Si no fuese por «el coronavirus malo» -como dice mi hijo-, este podría haber sido uno de los mejores veranos de los últimos años. El sol no ha querido dejarnos solos con esta pandemia y ha decorado el cielo durante todo el mes de julio y parte de junio, como una especie de augurio de que, cuando comience a llover, volveremos a tener que encerrarnos de nuevo.

Pero, mientras esperamos y confiamos en que esto no ocurra, el verano va pasando poco a poco y mañana le daremos carpetazo a julio para recibir a un agosto más incierto que nunca.
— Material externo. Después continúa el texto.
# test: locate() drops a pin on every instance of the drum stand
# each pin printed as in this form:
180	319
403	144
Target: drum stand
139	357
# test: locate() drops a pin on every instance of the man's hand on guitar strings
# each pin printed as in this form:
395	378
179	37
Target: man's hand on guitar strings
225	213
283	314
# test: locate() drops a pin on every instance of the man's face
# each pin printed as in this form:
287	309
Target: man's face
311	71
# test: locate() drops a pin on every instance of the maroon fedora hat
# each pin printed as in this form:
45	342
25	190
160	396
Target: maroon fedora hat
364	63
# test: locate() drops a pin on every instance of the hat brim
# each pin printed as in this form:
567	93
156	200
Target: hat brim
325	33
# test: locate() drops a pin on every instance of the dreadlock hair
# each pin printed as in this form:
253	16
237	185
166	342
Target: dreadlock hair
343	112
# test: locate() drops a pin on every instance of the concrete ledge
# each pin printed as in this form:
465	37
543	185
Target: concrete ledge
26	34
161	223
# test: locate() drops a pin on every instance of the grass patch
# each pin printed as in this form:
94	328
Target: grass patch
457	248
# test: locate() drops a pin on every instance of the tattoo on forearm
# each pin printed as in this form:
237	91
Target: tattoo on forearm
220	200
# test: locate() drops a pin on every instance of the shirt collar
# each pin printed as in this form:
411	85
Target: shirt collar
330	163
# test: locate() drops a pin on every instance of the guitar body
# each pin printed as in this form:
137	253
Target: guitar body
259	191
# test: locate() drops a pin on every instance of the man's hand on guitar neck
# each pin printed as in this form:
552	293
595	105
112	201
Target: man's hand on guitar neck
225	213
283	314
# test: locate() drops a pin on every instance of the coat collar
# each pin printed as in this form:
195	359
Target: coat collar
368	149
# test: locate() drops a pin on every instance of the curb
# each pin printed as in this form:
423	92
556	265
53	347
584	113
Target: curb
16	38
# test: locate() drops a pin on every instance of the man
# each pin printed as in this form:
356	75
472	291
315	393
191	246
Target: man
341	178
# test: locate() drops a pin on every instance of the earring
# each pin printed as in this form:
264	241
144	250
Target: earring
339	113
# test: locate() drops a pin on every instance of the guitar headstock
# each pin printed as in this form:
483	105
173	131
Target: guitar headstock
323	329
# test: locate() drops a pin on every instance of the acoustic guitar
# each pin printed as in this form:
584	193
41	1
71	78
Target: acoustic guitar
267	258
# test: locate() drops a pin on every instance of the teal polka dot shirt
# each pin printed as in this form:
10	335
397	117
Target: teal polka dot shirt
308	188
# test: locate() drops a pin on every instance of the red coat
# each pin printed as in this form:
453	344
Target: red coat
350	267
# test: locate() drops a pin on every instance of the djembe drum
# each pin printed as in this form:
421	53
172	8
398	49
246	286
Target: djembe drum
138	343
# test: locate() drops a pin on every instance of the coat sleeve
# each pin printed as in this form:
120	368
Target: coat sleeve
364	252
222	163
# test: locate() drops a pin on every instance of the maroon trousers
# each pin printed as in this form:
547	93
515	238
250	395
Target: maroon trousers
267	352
El mes por excelencia de los turistas llega este año un poco descafeinado, con un gran número de visitantes que aterrizan en este rincón de Galicia pensando que estamos tan lejos que el virus ni se nos arrima. Aunque también están los que tienen tanto miedo a contagiarse, que evitan mantener contacto con otras personas, e incluso podrían salir de casa envueltos en plástico para no tocar a nada ni a nadie.

Está claro que no será un verano normal, no habrá verbenas, ni fiestas gastronómicas, ni grandes conciertos, ni celebraciones populares. Pocas bombas de palenque explotarán en el cielo y los fuegos artificiales se guardarán para el próximo año, si es que se puede. Solo nos queda disfrutar del espectáculo de lujo de la naturaleza que nos rodea, playas enormes con aguas cristalinas y arena blanca, cascadas infinitas donde refrescarse, paisajes de ensueño para disfrutar de las mejores puestas de sol y caminos escarpados para llegar a los mejores miradores. Y todo gratis, y pensando que el despertador no volverá a sonar hasta septiembre.